Version identifiers: not quite what you think
When deciding whether to use version #s or namespace names for identifying versions in XML documents, we need to step back and determine what exactly is being identified with a version.
Given an extensible name type with a first and last name that is version 1.0 of a language, and the addition of an optional middle name is version 1.1 of a language, what is the right version identifier for a name that contains first and last only? We typically think that it should be 1.0 if the format author doesn’t know about the version 1.1 and the identifier should be version 1.1 if the format author knows about version 1.1. The instance document is both a version 1.0 and version 1.1 of the language. What is the version identifier actually identifying in this case? If a prefix is also added to the type in version 1.1, should the first, middle,last instance be identified as version 1.1 even though it doesn’t use the prefix? We typically think yes.

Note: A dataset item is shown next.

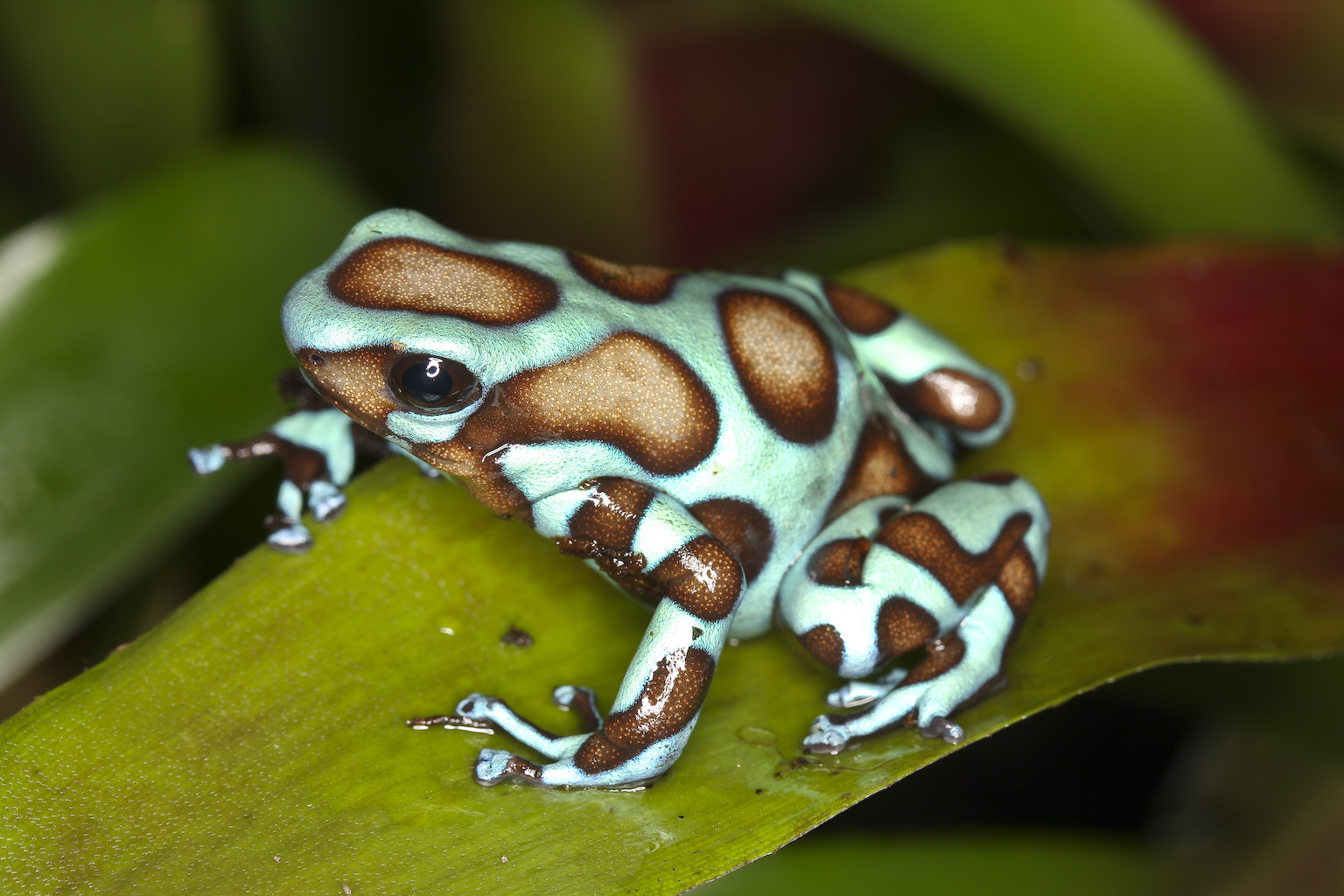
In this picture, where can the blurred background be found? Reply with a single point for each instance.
(168, 167)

"It seems that a version identifier in an instance doesn’t really identify the version of the instance, it actually identifies the latest version that the format author could possibly use.
"
We don’t expect that a version 1.1 component will use v1.0 for first,last and then v1.1 for first,middle,last names.
"HTTP uses the version identifier in a similar way, as it says that the version identifies the latest version of HTTP supported by the requesting client. This information is important to the server so that it can know whether the client supports a version 1.1 optional feature. Effectively, the version identifier is on the protocol.
"
But lest you think that “aha because HTTP uses version identifiers that means they are good”, there is a crucial difference between HTTP and XML vocabularies. XML supports namespaces for elements, attributes and their content.

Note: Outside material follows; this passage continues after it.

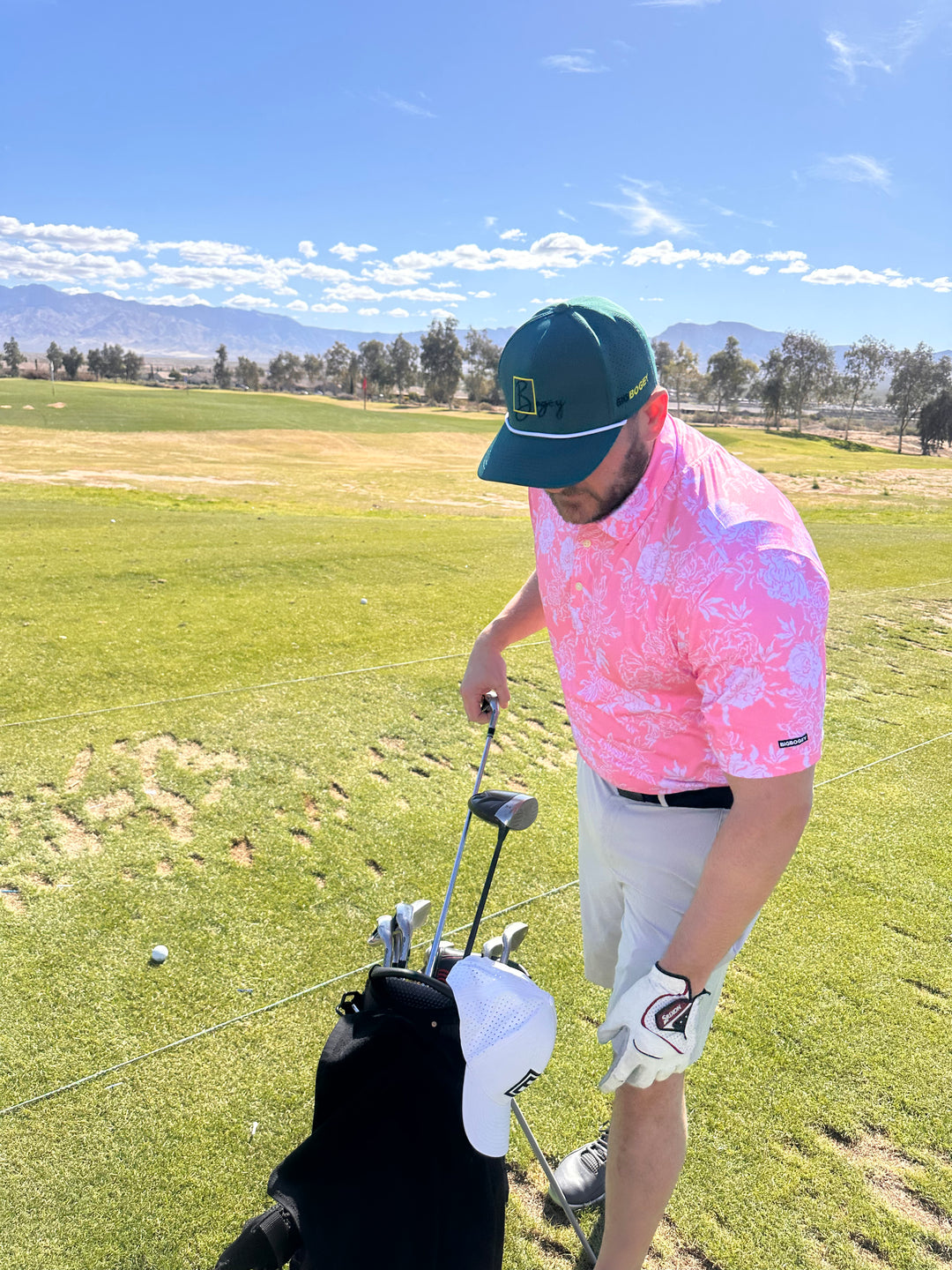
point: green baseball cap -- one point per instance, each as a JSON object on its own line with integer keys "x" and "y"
{"x": 571, "y": 375}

Now why would a format need a version identifier compared to namespaces? If the version change is an incompatible change, then a namespace name change will clearly indicate an incompatible change in the format. If the version change is a compatible change, then simply updating the namespace name preserves compatibility with existing namespace aware software.
"In XML languages, we almost invariably allow for extensibility. We regularly (and rightly!) allow for new content that we don’t know about. This new content uses namespaces names to distinguish the content from other content. XML software must be built to handle namespaces.
"
Which brings us back to the decision: use version #s or namespaces names for identifying versions? Given that the xml software is going to support namespaces, the use of version #s seems a redundant mechanism for indicating that content is either a compatible or incompatible with a given namespace.
In fact, using version identifiers with namespace aware software means that namespace only software can only be deployed in a strict and layered manner.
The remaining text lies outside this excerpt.